As microservices grow, the first bottleneck is managing communication between services. Network latency and data consistency issues arise because many small services must coordinate. This slows down response times and complicates debugging.

Scaling Solutions for Microservices
  • Service Mesh: Adds a dedicated layer to handle service communication, retries, and security.
  • API Gateway: Centralizes requests to reduce complexity for clients.
  • Event-Driven Architecture: Uses asynchronous messaging to decouple services and improve scalability.
  • Database Sharding: Splits data across multiple databases to reduce load.
  • Horizontal Scaling: Add more instances of services behind load balancers.
  • Caching: Use distributed caches to reduce database hits.
  • Monitoring and Tracing: Implement tools to track requests across services for debugging and optimization.
Back-of-Envelope Cost Analysis

At 1M users, assuming 10 requests per user per minute, that is about 166,000 requests per second (RPS). Each microservice instance can handle roughly 1000-5000 RPS, so hundreds of instances are needed.

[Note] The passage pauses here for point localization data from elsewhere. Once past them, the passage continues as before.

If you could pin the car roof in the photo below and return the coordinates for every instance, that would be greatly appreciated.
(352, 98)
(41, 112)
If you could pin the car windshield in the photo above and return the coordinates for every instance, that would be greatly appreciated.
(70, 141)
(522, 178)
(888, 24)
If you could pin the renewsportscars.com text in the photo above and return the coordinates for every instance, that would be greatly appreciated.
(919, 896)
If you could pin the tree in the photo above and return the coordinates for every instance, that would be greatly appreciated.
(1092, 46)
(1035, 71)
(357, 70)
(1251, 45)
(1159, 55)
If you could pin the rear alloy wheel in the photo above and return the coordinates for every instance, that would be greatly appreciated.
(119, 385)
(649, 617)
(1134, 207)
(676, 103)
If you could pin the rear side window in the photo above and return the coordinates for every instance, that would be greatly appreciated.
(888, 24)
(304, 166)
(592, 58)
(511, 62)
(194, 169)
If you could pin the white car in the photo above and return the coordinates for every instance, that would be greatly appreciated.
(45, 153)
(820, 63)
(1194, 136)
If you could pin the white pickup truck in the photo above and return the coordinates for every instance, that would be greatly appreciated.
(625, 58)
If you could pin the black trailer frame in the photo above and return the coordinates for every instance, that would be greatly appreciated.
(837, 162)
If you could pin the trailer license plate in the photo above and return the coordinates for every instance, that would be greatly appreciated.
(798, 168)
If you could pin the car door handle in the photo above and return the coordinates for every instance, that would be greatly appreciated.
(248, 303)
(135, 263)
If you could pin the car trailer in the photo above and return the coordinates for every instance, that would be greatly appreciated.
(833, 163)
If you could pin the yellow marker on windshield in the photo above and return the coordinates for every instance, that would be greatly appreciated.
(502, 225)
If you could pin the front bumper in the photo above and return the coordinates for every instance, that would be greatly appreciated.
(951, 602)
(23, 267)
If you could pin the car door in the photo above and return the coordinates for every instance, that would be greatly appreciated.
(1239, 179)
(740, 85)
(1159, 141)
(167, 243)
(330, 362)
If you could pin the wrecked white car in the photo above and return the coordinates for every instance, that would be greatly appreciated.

Data storage grows to terabytes, requiring distributed databases and sharding.

Network bandwidth must support high inter-service communication; 1 Gbps links may saturate quickly, requiring multiple network interfaces or cloud bandwidth scaling.

Interview Tip: Structuring Scalability Discussion

Start by describing the system at a small scale. Then explain what changes as users grow. Identify the first bottleneck clearly. Propose targeted solutions matching the bottleneck. Use real examples or case studies to show practical decisions. Finally, discuss trade-offs and costs.

Self-Check Question

Your database handles 1000 QPS. Traffic grows 10x. What do you do first?

Answer: Add read replicas and implement caching to reduce load on the primary database before considering sharding or more complex solutions.

Key Result
Microservices face coordination and data consistency bottlenecks first as they scale; practical case studies show solutions like service mesh and event-driven design to handle growth effectively.